In the early days of european settlement Northcote was disconnected from the rest of Melbourne with the main settlement being on the top of Rucker's Hill. This is quite the contrast to 2020 where Northcote is a suburb of Melbourne surrounded by other residential suburbs in all directions.
The period from 1883 to 1889 was extremely prosperous for the city of Melbourne and led to an boom in real estate and land prices with a substantial amount of speculation. In the early days the settlement of Northcote was mostly centered on Rucker's hill, the current location of the town hall. As is the case today having good transportation is a huge aspect of driving up land prices. A common strategy for new rail development is for the rail company to buy land near the places they are building the stations since the appreciation in land value then allows funding for the construction works.
The stone bridge that the tram route now uses to cross the creek was built in 1875 (note for the climbers reading this, it's not great for climbing). But the original bridge didn't carry trams initially, more about that in a bit.
1880s Melbourne with a massive land speculation boom had a lot of people wanting to invest in land, so creating better transportation for people to get from the city to the land was important. Keep in mind this is an era before the automobile came to such prominence, early urban planners who favored highways and cars like the infamous Robert Mozes weren't even born at the time (he was born in 1888). So the pressures of the time for transportation were met with the options of the time, mostly trams and trains. Against this backdrop Melbourne layed out an extensive tram and train network, these same tram services have been in continuous operation since 1885 and remain an iconic part of Melbourne city. In the early days these Trams were horse driven or cable driven, electrification came about later. Even though the first power station in Melbourne was installed in 1892 at Spenser Street the electrification of the tram lines came about much later. The story of the tram route in Northcote is notable for a few reasons, one of which is that it was a private venture that was not connected to the rest of the tram network in Melbourne. The city tram route terminated at Clifton Hill just before Merri Creek on the city side of the creek.
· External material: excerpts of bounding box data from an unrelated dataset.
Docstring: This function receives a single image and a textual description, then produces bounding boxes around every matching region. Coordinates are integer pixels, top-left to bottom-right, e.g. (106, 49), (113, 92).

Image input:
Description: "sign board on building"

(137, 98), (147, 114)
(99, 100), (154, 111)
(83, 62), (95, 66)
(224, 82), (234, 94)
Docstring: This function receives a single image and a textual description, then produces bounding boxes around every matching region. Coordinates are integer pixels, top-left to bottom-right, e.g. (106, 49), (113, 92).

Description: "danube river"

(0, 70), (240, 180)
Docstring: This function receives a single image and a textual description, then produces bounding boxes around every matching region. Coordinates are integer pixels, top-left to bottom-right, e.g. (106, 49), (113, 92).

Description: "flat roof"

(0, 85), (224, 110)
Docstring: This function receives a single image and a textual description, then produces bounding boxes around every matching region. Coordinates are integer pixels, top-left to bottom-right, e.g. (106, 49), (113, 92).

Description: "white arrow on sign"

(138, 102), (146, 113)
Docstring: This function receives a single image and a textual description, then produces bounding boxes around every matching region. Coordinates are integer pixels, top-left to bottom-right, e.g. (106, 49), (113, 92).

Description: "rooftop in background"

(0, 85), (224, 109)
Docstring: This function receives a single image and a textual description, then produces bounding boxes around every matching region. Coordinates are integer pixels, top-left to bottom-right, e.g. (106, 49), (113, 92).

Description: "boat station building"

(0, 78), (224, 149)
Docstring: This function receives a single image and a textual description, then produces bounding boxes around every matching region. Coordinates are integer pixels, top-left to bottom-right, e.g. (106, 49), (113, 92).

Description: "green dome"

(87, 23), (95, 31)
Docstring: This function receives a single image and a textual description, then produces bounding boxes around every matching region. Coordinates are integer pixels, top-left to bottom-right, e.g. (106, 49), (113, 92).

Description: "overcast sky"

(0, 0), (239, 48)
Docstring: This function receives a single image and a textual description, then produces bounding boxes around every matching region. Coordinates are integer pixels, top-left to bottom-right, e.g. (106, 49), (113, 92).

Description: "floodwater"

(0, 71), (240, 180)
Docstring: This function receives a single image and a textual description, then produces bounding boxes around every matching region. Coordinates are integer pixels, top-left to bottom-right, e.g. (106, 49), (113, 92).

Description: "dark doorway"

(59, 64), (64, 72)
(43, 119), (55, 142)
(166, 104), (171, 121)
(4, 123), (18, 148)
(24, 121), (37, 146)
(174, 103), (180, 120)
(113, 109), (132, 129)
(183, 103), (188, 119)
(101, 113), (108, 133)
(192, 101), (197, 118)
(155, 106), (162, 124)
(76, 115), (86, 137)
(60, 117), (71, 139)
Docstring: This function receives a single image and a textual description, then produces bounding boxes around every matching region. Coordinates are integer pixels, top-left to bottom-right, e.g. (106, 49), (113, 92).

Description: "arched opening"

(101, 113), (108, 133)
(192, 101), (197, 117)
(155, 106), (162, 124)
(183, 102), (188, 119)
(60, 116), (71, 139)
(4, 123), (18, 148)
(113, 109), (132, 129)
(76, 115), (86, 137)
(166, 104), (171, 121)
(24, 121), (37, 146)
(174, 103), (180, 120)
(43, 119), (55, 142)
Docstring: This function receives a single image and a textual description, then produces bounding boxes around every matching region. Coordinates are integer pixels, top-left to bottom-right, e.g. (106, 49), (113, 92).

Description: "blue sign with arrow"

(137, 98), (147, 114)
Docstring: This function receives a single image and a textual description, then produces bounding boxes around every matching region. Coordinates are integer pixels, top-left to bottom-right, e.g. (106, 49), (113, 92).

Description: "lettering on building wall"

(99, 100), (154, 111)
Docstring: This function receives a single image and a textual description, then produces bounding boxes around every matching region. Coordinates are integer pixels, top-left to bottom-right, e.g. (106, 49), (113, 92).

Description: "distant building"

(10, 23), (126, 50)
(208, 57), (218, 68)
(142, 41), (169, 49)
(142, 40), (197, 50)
In 1888-1890 the tram route (which is the 86 route today) was extended up Rucker's Hill, this required a huge ramp to be built because the gradient of the slope of the hill is too steep otherwise for trams. You can still get a sense of this gradient today by looking east and west from the top of Rucker's Hill, there's also a side street called Jackson street where you get a sense of just how steep the hill was before the ramp was put in. In a moment of stupidity as a kid I attempted to go down the hill on a skateboard and ended up building up a lot of momentum quickly followed by falling which ended up with me going to hospital. The hill has been known to be very steep for a long time, in 1859 a fatality occurred from a cart breaking on the steep hill and no doubt the momentum was a big factor. In order to enable the tram route to extend to upper Northcote an embankment ramp was built with bluestone blocks and filled with earth. This also made it far easier for the increasing amount of traffic due to the growth of Northcote and Preston to travel along the route. The bluestone retaining wall for this ramp forms the climbing wall that I've been documenting in this series of blog posts.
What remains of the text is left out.